LUPPA realiza terceiro seminário da 5ª edição sobre desafios da monotonia alimentar

Gestores municipais debateram ações locais para promover diversidade nos sistemas alimentares durante encontro online

07 de maio de 2026

O Laboratório Urbano de Políticas Públicas Alimentares (LUPPA) realizou, na última quarta-feira (29), o terceiro seminário da 5ª edição do programa. Promovido pelo Instituto Comida do Amanhã com correalização do ICLEI América do Sul, o encontro, realizado de forma online, reuniu gestores municipais da rede para discutir os desafios da monotonia alimentar e ações ao alcance das cidades para promover a diversidade nos sistemas alimentares. O evento contou com apoio da Cátedra Josué de Castro (USP) e faz parte da programação formativa do LUPPA de 2026.

 

Ao abordar o conceito e desafios da tríplice monotonia alimentar, a pesquisadora Nadine Marques – nutricionista, mestra e doutora em Saúde Pública pela Faculdade de Saúde Pública da USP e coordenadora executiva da Cátedra Josué de Castro, – apresentou um panorama dos sistemas alimentares e sua organização complexa e por rede, além de contextualizar como a Revolução Verde dos anos 60 e a prevalência de técnicas que expandiram a produção agropecuária no contexto do pós-guerra continuam a impactar as técnicas até hoje. 

 

Neste contexto, surge a tríplice monotonia alimentar – formada principalmente por monoculturas, na área agrícola; pela prevalência de raças intensivas, na área da pecuária; e dos ultraprocessados na área alimentar. Além disso, a especialista também abordou o impacto da hegemonia do controle corporativo sobre a produção no campo, que influencia na disponibilidade de sementes, agrotóxicos e modelos de produção que seguem a lógica de poucas, mas gigantes, empresas do setor privado. 

 

O contraponto local surge a partir da agroecologia e suas práticas.

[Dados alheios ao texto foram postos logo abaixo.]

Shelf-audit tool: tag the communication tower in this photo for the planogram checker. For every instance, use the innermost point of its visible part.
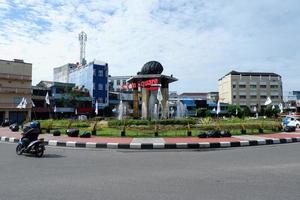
(82, 40)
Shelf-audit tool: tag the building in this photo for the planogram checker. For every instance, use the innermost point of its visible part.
(61, 74)
(292, 102)
(250, 89)
(94, 77)
(66, 100)
(15, 84)
(119, 90)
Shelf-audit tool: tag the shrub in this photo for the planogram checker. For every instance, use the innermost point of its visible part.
(243, 129)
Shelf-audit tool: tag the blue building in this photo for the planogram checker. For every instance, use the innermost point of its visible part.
(94, 77)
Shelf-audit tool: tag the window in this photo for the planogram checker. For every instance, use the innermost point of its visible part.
(100, 74)
(100, 86)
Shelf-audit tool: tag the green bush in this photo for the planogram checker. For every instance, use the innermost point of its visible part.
(130, 122)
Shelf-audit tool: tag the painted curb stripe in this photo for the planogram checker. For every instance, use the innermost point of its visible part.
(161, 145)
(61, 144)
(52, 143)
(90, 145)
(170, 146)
(204, 145)
(101, 145)
(181, 145)
(112, 145)
(135, 145)
(225, 144)
(147, 146)
(123, 146)
(235, 144)
(71, 144)
(80, 144)
(193, 145)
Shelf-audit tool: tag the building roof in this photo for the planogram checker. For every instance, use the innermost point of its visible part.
(49, 84)
(251, 74)
(16, 61)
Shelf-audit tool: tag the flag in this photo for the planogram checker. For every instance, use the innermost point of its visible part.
(24, 103)
(96, 108)
(159, 95)
(281, 107)
(218, 108)
(47, 99)
(33, 105)
(268, 101)
(20, 105)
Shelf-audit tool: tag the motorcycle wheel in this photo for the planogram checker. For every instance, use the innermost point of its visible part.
(39, 152)
(19, 150)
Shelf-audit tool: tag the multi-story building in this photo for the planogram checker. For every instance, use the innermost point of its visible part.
(119, 90)
(292, 101)
(66, 100)
(15, 84)
(94, 77)
(250, 89)
(61, 74)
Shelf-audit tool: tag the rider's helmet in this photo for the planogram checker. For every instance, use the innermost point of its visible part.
(34, 124)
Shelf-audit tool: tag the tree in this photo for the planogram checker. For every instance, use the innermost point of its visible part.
(246, 111)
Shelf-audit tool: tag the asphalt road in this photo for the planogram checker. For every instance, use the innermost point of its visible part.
(262, 172)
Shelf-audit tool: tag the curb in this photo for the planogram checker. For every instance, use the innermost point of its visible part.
(201, 145)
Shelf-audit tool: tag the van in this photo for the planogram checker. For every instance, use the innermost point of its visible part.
(293, 121)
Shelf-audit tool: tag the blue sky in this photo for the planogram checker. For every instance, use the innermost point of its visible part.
(196, 41)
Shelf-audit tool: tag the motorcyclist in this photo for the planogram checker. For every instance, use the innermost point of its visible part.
(31, 133)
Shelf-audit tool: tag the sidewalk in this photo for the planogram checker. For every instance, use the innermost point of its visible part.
(158, 143)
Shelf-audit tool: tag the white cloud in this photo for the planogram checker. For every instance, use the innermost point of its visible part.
(196, 41)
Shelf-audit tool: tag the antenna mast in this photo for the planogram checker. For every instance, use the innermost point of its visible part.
(82, 40)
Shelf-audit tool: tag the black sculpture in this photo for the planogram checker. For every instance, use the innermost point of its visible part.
(152, 67)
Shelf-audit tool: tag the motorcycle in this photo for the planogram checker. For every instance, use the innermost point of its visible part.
(36, 147)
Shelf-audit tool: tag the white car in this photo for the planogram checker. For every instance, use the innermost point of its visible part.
(293, 121)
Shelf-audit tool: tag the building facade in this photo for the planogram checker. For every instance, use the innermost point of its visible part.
(61, 74)
(94, 77)
(250, 89)
(15, 84)
(66, 100)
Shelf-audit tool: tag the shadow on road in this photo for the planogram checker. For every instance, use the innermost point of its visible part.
(46, 156)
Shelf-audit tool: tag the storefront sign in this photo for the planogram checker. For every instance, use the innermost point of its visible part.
(141, 84)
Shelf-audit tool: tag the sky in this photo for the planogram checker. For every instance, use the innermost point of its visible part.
(198, 41)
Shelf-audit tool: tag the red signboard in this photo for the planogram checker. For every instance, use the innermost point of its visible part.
(141, 84)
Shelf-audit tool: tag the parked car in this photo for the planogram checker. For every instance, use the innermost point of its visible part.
(293, 121)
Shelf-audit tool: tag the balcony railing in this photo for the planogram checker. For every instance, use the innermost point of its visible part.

Entre os destaques, estão a diversificação de sementes com a incorporação de sementes crioulas, que são guardadas por comunidades tradicionais, bioinsumos no lugar de fertilizantes químicos, cultivos integrados em rotação e sistemas agroflorestais. Priorizar espécies locais adaptadas a biomas regionais para resgatar culturas alimentares e desintensificar criações de aves/suínos, além de intensificar moderadamente bovinos com regulação de antibióticos, também foram práticas citadas pela pesquisadora ao longo do webinário. 

 

Entre as experiências compartilhadas pelas cidades participantes no esforço contra a monotonia alimentar, os municípios de Campinas (SP), Niterói (RJ) e Santarém (PA) trouxeram experiências locais para ampliar o debate:

 

  • Mariana Maia, de Campinas (SP), apresentou o Programa “Campinas Solidária e Sustentável” (Lei 16.183/2021, Decreto 2024), que estimula agricultura urbana agroecológica com 253 hortas cadastradas, fornecendo 300 mil mudas, composto, kits de ferramenta e água com tarifa social. 
  • lbson Viana, de Niterói (RJ), detalhou a Lei 3.766/2023, que proíbe venda de alimentos e bebidas ultraprocessados em escolas públicas e privadas, originada de pesquisa sobre obesidade infantil e dialogando com cozinhas solidárias e workshops de alimentação sustentável. 
  • Vanderlina Maia, de Santarém (PA), compartilhou a parceria de 2026 com Emater-PA (via ICMBio na Reserva Extrativista Tapajós-Arapiuns), que oferece assistência técnica rural para 5 mil famílias extrativistas/ribeirinhas, diversificando de mandioca para hortaliças/frutas.

 

O seminário reforçou que a monotonia alimentar não é uma escolha individual, mas um modelo enraizado no sistema agroalimentar atual, cujas alternativas e aprimoramentos passam pela agroecologia e pela articulação local. Ao conectar teoria e prática, o seminário do LUPPA demonstrou como cidades brasileiras podem liderar a transição para sistemas alimentares mais diversos, sustentáveis e justos, com exemplos práticos vindos das cidades brasileiras e de seus contextos sociais, culturais e ambientais. 

 

Sobre o Programa

 

O LUPPA é uma plataforma colaborativa e um programa contínuo de aprendizagem, para apoiar e facilitar que cidades promovam políticas alimentares com abordagem sistêmica, de forma intersetorial, coerente e participativa. Idealizado pelo Instituto Comida do Amanhã em correalização com o ICLEI Brasil, conta com o apoio pleno do Instituto Ibirapitanga, do ICS – Instituto Clima e Sociedade, ITAÚSA, do Instituto Infinis e da Porticus, além do apoio institucional da FAO Brasil – Organização das Nações Unidas para a Alimentação e a Agricultura.